This repository contains a data mining project developed as part of the IN015 - Data Mining course.
The goal is to predict startup success using real-world data and machine learning techniques.
Startups are inherently risky, but certain indicators—such as social media activity, engagement ratios, and web presence—may help assess their probability of success.
In this project, we:
- Performed data cleaning and preprocessing on a dataset of 700 startups.
- Handled missing values with domain-based imputations.
- Applied exploratory data analysis (EDA), correlation heatmaps, and visualizations.
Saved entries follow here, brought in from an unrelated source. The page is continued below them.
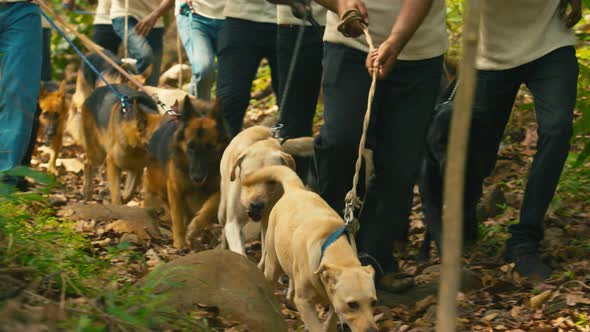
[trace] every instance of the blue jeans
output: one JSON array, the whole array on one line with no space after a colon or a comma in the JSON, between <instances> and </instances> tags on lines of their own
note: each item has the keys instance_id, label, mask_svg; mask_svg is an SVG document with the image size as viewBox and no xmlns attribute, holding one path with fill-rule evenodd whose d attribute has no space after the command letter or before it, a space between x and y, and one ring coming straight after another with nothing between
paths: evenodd
<instances>
[{"instance_id":1,"label":"blue jeans","mask_svg":"<svg viewBox=\"0 0 590 332\"><path fill-rule=\"evenodd\" d=\"M19 165L41 80L41 17L26 2L0 4L0 171Z\"/></svg>"},{"instance_id":2,"label":"blue jeans","mask_svg":"<svg viewBox=\"0 0 590 332\"><path fill-rule=\"evenodd\" d=\"M41 81L51 81L51 28L43 28L43 62Z\"/></svg>"},{"instance_id":3,"label":"blue jeans","mask_svg":"<svg viewBox=\"0 0 590 332\"><path fill-rule=\"evenodd\" d=\"M180 40L191 63L190 94L211 99L211 87L215 82L215 55L217 39L223 27L223 20L201 15L176 16Z\"/></svg>"},{"instance_id":4,"label":"blue jeans","mask_svg":"<svg viewBox=\"0 0 590 332\"><path fill-rule=\"evenodd\" d=\"M134 17L129 17L129 29L127 42L129 55L137 60L137 70L143 73L150 65L153 65L152 73L146 80L147 85L157 86L160 78L160 65L162 64L162 49L164 43L164 29L152 29L147 36L143 37L135 32L135 26L139 21ZM115 33L123 40L125 38L125 18L117 17L113 19L113 29Z\"/></svg>"}]
</instances>

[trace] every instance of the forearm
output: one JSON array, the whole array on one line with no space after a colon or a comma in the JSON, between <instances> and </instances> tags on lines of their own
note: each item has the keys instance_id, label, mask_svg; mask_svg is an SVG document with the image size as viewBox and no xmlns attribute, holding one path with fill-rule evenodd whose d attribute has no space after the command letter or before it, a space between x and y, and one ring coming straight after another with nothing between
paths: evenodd
<instances>
[{"instance_id":1,"label":"forearm","mask_svg":"<svg viewBox=\"0 0 590 332\"><path fill-rule=\"evenodd\" d=\"M412 38L430 11L433 0L404 0L387 40L399 53Z\"/></svg>"},{"instance_id":2,"label":"forearm","mask_svg":"<svg viewBox=\"0 0 590 332\"><path fill-rule=\"evenodd\" d=\"M158 6L158 8L156 8L156 10L154 10L152 12L152 14L154 16L156 16L157 18L160 18L162 16L164 16L164 14L170 10L170 8L172 8L172 6L174 6L174 0L162 0L162 2L160 2L160 5Z\"/></svg>"},{"instance_id":3,"label":"forearm","mask_svg":"<svg viewBox=\"0 0 590 332\"><path fill-rule=\"evenodd\" d=\"M314 0L316 3L325 7L329 11L338 14L338 0Z\"/></svg>"},{"instance_id":4,"label":"forearm","mask_svg":"<svg viewBox=\"0 0 590 332\"><path fill-rule=\"evenodd\" d=\"M293 3L293 0L266 0L275 5L290 5Z\"/></svg>"}]
</instances>

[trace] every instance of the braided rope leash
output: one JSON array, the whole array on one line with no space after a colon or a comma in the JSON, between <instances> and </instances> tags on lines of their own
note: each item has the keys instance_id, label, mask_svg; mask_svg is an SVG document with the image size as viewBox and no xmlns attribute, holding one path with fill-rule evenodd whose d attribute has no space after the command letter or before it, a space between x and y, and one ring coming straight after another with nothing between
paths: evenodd
<instances>
[{"instance_id":1,"label":"braided rope leash","mask_svg":"<svg viewBox=\"0 0 590 332\"><path fill-rule=\"evenodd\" d=\"M367 40L367 44L369 45L369 52L372 52L375 49L375 45L373 44L373 39L369 33L369 27L363 21L363 18L359 11L357 10L348 10L342 15L340 19L340 24L338 24L338 31L340 31L344 36L350 37L349 27L350 23L358 21L360 22L363 33L365 35L365 39ZM352 178L352 189L346 194L345 205L344 205L344 222L345 226L348 228L349 232L353 235L351 238L354 238L354 235L358 232L360 228L360 224L358 219L354 217L354 209L360 208L363 204L360 197L357 195L357 186L359 181L359 174L361 171L361 166L363 163L363 155L365 153L365 145L367 142L367 130L369 128L369 122L371 120L371 112L373 106L373 99L375 98L375 89L377 86L377 75L378 70L375 68L373 70L373 76L371 80L371 87L369 88L369 96L367 98L367 111L365 112L365 117L363 119L363 131L361 134L361 139L359 142L358 147L358 156L356 159L356 164L354 167L354 176Z\"/></svg>"}]
</instances>

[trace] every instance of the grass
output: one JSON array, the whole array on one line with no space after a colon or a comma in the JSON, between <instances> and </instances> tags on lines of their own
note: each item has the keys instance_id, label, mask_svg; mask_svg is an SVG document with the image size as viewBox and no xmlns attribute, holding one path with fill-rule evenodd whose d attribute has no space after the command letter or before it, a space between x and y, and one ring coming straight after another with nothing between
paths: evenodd
<instances>
[{"instance_id":1,"label":"grass","mask_svg":"<svg viewBox=\"0 0 590 332\"><path fill-rule=\"evenodd\" d=\"M89 238L75 230L75 222L54 215L43 195L54 186L53 178L18 171L44 185L33 193L0 196L0 277L2 270L24 267L31 271L18 280L9 277L13 282L0 288L0 311L26 293L34 296L36 304L63 308L67 318L52 322L61 330L208 330L200 320L177 313L166 296L154 292L177 271L149 275L140 285L129 283L121 273L127 264L117 266L112 261L137 260L137 254L128 251L125 243L106 251L94 248Z\"/></svg>"}]
</instances>

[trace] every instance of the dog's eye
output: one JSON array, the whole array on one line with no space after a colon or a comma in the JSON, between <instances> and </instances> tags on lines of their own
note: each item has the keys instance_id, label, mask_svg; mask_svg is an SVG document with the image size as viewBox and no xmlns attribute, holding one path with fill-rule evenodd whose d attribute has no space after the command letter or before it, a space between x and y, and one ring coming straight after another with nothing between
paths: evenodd
<instances>
[{"instance_id":1,"label":"dog's eye","mask_svg":"<svg viewBox=\"0 0 590 332\"><path fill-rule=\"evenodd\" d=\"M350 309L350 310L358 310L360 308L359 303L356 301L351 301L346 304L348 305L348 309Z\"/></svg>"},{"instance_id":2,"label":"dog's eye","mask_svg":"<svg viewBox=\"0 0 590 332\"><path fill-rule=\"evenodd\" d=\"M377 306L377 300L371 301L371 308L375 308Z\"/></svg>"}]
</instances>

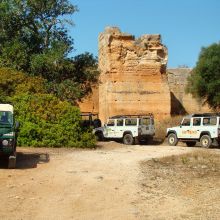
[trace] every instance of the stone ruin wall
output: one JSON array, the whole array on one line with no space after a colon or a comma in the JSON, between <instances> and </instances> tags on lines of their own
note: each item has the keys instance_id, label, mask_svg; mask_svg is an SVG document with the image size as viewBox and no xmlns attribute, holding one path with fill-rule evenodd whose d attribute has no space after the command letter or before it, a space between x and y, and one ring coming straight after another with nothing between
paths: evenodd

- Built and compared multiple machine learning models:
- Dummy Classifier (baseline)
- Logistic Regression
- Decision Tree
- Random Forest
- XGBoost
Our best-performing model was Random Forest, achieving ~88.9% precision in predicting successful startups.
- Languages: Python 3
- Libraries:
- Data Handling:
pandas,numpy - Visualization:
matplotlib,seaborn - Machine Learning:
scikit-learn,xgboost - Evaluation:
metrics,cross-validation
- Data Handling:
- Dummy Classifier: Very poor (predicts all startups fail).
- Logistic Regression: ~75% precision.
- Decision Tree: Weak performance (overfits easily).
- Random Forest: Best model with 88.9% precision.
- XGBoost: Promising results, comparable to Random Forest.